LAST MONTH he faced a mauling at the hands of voters in key local polls, most painfully in his power base of Milan, and last weekend Italy’s electorate has again rubbed salt in the wound with overwhelming snubs to Silvio Berlusconi in four referendum questions.
Against the background of charges against him of paying for sex with an underage prostitute, three fraud trials and plummeting poll ratings, political authority is seeping away from the 74-year-old premier, his country’s great political survivor. Pierluigi Bersani, leader of the centre-left Democratic Party, insists he should go now, and there are real questions about whether he can last until the end of his term in 2013.

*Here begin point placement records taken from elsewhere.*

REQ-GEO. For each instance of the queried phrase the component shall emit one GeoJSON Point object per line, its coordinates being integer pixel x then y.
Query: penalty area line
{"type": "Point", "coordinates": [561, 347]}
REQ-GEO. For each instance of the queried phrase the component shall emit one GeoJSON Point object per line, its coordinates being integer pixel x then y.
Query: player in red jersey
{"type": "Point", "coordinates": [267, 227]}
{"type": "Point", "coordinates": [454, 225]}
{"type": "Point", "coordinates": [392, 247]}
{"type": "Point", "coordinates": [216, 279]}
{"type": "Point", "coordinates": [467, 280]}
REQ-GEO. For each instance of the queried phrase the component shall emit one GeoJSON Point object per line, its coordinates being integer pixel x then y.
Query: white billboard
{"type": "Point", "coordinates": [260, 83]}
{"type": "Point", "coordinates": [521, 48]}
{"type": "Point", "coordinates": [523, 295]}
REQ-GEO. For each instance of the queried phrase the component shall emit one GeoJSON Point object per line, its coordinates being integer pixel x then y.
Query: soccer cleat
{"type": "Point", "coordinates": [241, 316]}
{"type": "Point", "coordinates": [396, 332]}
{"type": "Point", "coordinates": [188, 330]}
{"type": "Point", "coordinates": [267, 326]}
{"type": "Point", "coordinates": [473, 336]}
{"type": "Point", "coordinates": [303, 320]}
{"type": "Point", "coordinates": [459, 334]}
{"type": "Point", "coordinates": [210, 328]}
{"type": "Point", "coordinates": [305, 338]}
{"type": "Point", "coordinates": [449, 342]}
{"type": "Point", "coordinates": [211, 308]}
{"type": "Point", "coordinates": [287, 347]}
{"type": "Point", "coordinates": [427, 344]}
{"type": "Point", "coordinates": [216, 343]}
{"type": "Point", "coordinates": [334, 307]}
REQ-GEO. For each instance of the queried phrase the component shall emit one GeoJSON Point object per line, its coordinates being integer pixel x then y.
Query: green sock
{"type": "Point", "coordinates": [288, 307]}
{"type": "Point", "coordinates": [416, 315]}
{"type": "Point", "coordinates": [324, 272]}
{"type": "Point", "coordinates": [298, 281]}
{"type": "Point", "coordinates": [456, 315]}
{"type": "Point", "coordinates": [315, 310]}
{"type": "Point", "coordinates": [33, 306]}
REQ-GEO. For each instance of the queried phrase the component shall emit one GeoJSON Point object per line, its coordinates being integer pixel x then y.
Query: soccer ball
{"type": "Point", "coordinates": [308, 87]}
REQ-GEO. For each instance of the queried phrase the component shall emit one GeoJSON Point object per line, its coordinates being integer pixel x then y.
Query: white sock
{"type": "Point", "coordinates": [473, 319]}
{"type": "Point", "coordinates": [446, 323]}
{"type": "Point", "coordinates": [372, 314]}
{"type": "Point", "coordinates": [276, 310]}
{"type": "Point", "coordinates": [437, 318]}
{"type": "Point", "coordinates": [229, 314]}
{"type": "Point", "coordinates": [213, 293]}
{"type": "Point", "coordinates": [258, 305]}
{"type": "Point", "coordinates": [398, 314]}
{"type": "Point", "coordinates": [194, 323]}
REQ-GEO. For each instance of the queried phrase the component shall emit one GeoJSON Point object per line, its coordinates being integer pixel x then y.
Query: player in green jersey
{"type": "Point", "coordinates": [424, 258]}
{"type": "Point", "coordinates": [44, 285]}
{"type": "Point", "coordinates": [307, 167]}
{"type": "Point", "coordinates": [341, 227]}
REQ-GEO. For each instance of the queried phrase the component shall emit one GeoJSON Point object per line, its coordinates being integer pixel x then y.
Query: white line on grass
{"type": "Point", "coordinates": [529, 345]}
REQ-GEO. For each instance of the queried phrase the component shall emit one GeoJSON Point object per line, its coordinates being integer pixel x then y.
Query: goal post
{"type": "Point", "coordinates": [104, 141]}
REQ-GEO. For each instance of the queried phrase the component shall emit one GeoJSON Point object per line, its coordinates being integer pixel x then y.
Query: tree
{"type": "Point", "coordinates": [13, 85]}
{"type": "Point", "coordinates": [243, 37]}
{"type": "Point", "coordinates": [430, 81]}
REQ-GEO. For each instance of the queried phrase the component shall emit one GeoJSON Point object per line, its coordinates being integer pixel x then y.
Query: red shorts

Ostensibly the poll questions were about blocking both a return to nuclear power and the privatisation of water, and repealing a law, “legitimate impediment”, which allows ministers to dodge court hearings against them on the grounds they are tied up with government business. The latter provision has considerably facilitated the prime minister in his decade-long successful dance to evade the long arm of the law, and Berlusconi, also a strong supporter of nuclear power, resolutely opposed all the measures. In doing so, in effect, he turned the referendums into a poll on himself.
Convinced he would lose, the prime minister gambled unsuccessfully on promoting a poll boycott that would bring turnout below the 50 per cent threshold required to approve measures. A very robust turnout of 57 per cent – the first time since 1995 that a referendum has achieved a quorum – and a 95 per cent Yes on each question gave him his answer. The majorities included at least 10 million centre-right voters who would normally back him. A “clear” result, he acknowledged with some understatement, promising to accept the decision.
Berlusconi retains a shaky parliamentary majority that will again be tested in a confidence vote on June 22nd. But his increasingly strained relationship with coalition partners the Northern League has been exacerbated by the electoral setbacks and there is speculation it is about to pull out. The league’s price is tax cuts that fiscally conservative economy minister Giulio Tremonti, widely credited with shielding Italy from the financial crisis, is strenuously resisting. Yesterday he reiterated his position: “I do not see any alternative to reducing the deficit. Tax reform cannot be made in deficit”.
In the words of our Rome correspondent Paddy Agnew: “This may not yet be the end . . . but it certainly looks like the beginning of the end”.